Congress considers new bill to protect coffee supplies

 

A new United States bill set to spearhead research into coffee diseases is up for consideration in Congress. GCR explains.

Big moves are afoot for the coffee industry in Washington’s corridors of power.

If campaigning goes to plan, this year or next, lawmakers on Capitol Hill will vote on a proposed coffee bill in Congress.

Called the Coffee Plant Health Initiative Amendments Act (CPHIAA), the bill updates an existing law introduced back in 2014 at the U.S. Department of Agriculture (USDA) and is designed to speed up research into crop disease threats such as coffee leaf rust (CLR) and coffee berry borer (CBB). It broadly expands the Initiative’s original scope to include all pests, disease and noxious weeds plus research ranging from phenology, to pest management development to genomics.

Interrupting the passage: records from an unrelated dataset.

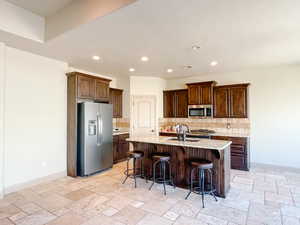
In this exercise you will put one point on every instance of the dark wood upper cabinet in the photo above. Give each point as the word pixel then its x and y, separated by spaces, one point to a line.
pixel 116 99
pixel 181 103
pixel 221 102
pixel 90 87
pixel 176 103
pixel 101 90
pixel 231 101
pixel 86 87
pixel 201 93
pixel 238 102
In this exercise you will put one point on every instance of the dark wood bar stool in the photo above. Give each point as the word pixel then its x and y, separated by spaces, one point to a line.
pixel 162 160
pixel 202 166
pixel 135 172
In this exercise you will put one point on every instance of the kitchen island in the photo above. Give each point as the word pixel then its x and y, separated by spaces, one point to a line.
pixel 181 152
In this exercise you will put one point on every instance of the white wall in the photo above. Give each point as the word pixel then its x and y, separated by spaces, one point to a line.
pixel 35 117
pixel 274 111
pixel 149 86
pixel 16 20
pixel 2 81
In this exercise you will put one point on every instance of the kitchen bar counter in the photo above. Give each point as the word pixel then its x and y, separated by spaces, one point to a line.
pixel 229 134
pixel 181 152
pixel 198 143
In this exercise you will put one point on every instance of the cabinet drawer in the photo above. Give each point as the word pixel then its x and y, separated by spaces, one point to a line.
pixel 239 149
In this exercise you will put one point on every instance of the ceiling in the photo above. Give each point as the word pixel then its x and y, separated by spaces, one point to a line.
pixel 238 34
pixel 42 7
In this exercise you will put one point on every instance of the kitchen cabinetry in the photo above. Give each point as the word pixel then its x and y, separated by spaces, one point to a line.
pixel 201 93
pixel 120 147
pixel 92 88
pixel 176 103
pixel 116 99
pixel 240 157
pixel 231 101
pixel 81 87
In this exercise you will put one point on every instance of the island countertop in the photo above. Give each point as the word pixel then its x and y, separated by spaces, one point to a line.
pixel 202 143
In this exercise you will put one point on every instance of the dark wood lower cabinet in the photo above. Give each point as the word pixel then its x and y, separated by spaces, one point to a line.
pixel 120 147
pixel 240 152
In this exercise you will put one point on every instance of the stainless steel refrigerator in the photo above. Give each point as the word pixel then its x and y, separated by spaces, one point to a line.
pixel 95 139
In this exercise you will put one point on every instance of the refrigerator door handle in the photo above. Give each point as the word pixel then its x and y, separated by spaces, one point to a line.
pixel 99 130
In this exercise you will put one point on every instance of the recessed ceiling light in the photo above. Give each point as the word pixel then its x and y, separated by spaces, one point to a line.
pixel 95 57
pixel 195 47
pixel 214 63
pixel 188 67
pixel 145 59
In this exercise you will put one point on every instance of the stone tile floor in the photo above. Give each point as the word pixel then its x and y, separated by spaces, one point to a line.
pixel 264 196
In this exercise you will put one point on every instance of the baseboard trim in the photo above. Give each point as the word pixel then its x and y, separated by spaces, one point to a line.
pixel 21 186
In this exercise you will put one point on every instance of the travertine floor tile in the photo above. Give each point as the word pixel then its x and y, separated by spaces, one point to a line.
pixel 129 215
pixel 264 214
pixel 8 211
pixel 68 219
pixel 264 196
pixel 152 219
pixel 37 218
pixel 79 194
pixel 6 222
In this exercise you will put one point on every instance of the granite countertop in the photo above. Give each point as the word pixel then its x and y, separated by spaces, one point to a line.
pixel 120 131
pixel 202 143
pixel 213 134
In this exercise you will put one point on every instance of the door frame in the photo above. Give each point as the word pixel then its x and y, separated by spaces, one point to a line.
pixel 132 100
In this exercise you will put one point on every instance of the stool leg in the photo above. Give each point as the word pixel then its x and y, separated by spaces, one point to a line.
pixel 170 175
pixel 202 185
pixel 134 172
pixel 211 186
pixel 127 171
pixel 191 184
pixel 164 176
pixel 154 166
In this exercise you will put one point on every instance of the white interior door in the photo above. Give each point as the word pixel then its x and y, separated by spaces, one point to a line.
pixel 143 115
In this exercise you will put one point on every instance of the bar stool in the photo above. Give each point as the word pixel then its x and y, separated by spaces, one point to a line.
pixel 135 172
pixel 162 160
pixel 202 166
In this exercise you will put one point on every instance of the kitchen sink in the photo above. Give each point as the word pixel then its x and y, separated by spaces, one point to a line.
pixel 186 140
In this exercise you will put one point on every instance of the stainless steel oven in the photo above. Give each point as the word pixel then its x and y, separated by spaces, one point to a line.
pixel 200 111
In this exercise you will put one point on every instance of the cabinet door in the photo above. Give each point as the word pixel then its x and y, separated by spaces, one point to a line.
pixel 221 102
pixel 206 95
pixel 181 104
pixel 238 102
pixel 169 104
pixel 86 87
pixel 238 162
pixel 116 99
pixel 101 91
pixel 194 95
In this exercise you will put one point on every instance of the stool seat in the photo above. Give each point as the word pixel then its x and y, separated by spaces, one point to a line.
pixel 202 163
pixel 135 154
pixel 161 157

While the CPHIAA didn’t pass last year, Representative Jill Tokuda of Hawaii has re-introduced it for consideration this year with bipartisan co-sponsors. The goal is to insert it as an amendment to the 2023 Farm Bill which gets reviewed and renewed every five years. The 2018 bill expires in September.

“Congress was focused on elections last year so we were not surprised that the bill stalled out,” says Suzanne Shriner, a second-generation smallholder coffee farmer in South Kona, Hawaii who directs the Synergistic Hawaii Agriculture Council (SHAC), which has been leading the push for CPHIAA. “This is a ‘Farm Bill’ year and the timing’s better.”

Dr Jennifer “Vern” Long, CEO at World Coffee Research (WCR) agrees and is hopeful that given this timing, the CPHIAA will be seen as “a no-brainer” to include.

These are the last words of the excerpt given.